Penal Code section 1170, subdivision (d)(2), at issue in Gutierrez, gives a youthful homicide offender the opportunity to petition the sentencing court for recall of the sentence after 15 years. In other words, the statute does not have the effect of modifying the sentence. Instead, it provides an opportunity, later, to petition to be resentenced, which opportunity can be lost by failing to file a petition to recall the sentence.

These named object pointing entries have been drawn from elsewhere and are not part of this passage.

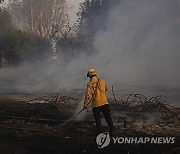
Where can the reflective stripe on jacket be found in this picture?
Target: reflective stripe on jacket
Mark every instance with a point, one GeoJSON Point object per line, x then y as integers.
{"type": "Point", "coordinates": [98, 96]}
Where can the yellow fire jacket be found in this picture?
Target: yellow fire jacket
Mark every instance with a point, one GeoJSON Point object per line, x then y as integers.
{"type": "Point", "coordinates": [96, 92]}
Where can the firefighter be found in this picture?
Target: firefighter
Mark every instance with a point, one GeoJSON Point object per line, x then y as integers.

Senate Bill No. 260, on the other hand, makes a youthful offender eligible for release on parole after the prescribed number of years, at most 25. (Pen. Code, § 3051, subd. (b).) The youthful offender need not file any petition because the youthful offender parole board is required to hold the parole hearing (Pen. Code, § 3051, subd. (d)), which makes the situation the functional equivalent of having been sentenced to 25 years to life originally (since we are talking about functional equivalents).

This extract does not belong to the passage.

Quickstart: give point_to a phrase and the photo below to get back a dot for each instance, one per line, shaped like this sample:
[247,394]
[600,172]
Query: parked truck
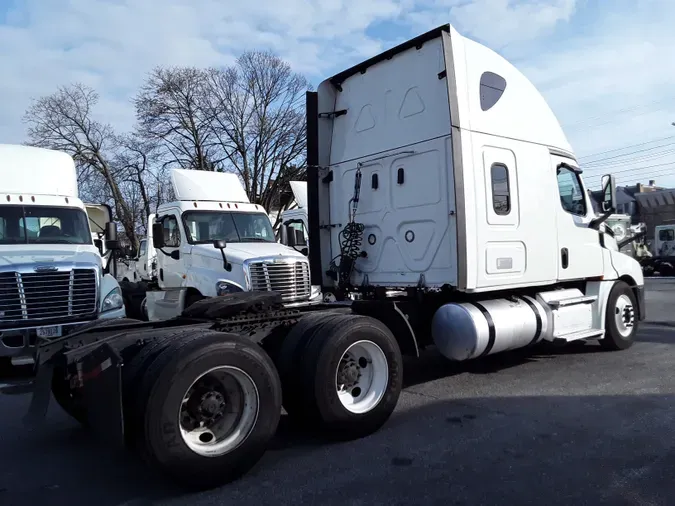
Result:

The majority does not acknowledge the considerable difference between the two schemes. Under the Penal Code section 1170, subdivision (d)(2) scheme, the life-without-parole sentence is unaltered if the youthful offender fails to file the petition or fails to establish rehabilitation. Under the Senate Bill No. 260 scheme, however, the youthful offender’s sentence is effectively changed to a sentence of 25 (or less) years to life because the parole eligibility and hearing are automatic.
Therefore, neither Gutierrez nor reason support a remand for resentencing after enactment of Senate Bill No. 260 in the case of a youthful nonhomicide offender sentenced to the functional equivalent of life without parole. Defendant here is not currently subject to a sentence that is the functional equivalent of life without parole; therefore, his punishment is neither cruel nor unusual – that is, it does not violate the Eighth Amendment.
One final consideration bears mention. The majority remands for resentencing, effectively ordering the trial court to impose a sentence that does not violate the Eighth Amendment (which apparently means a term that is not the functional equivalent of a life-without-parole sentence). The majority, however, does not and cannot give the trial court authority to impose a sentence that is not authorized by statute. That is another reason why relying on Senate Bill No. 260 as a remedy is sound, while remand for resentencing is not.
I would affirm as to defendant Moore.
Finally, our resolution of this appeal renders moot Moore’s claim that his counsel acted ineffectively to the extent Moore’s sentencing issues have not been preserved for appellate review.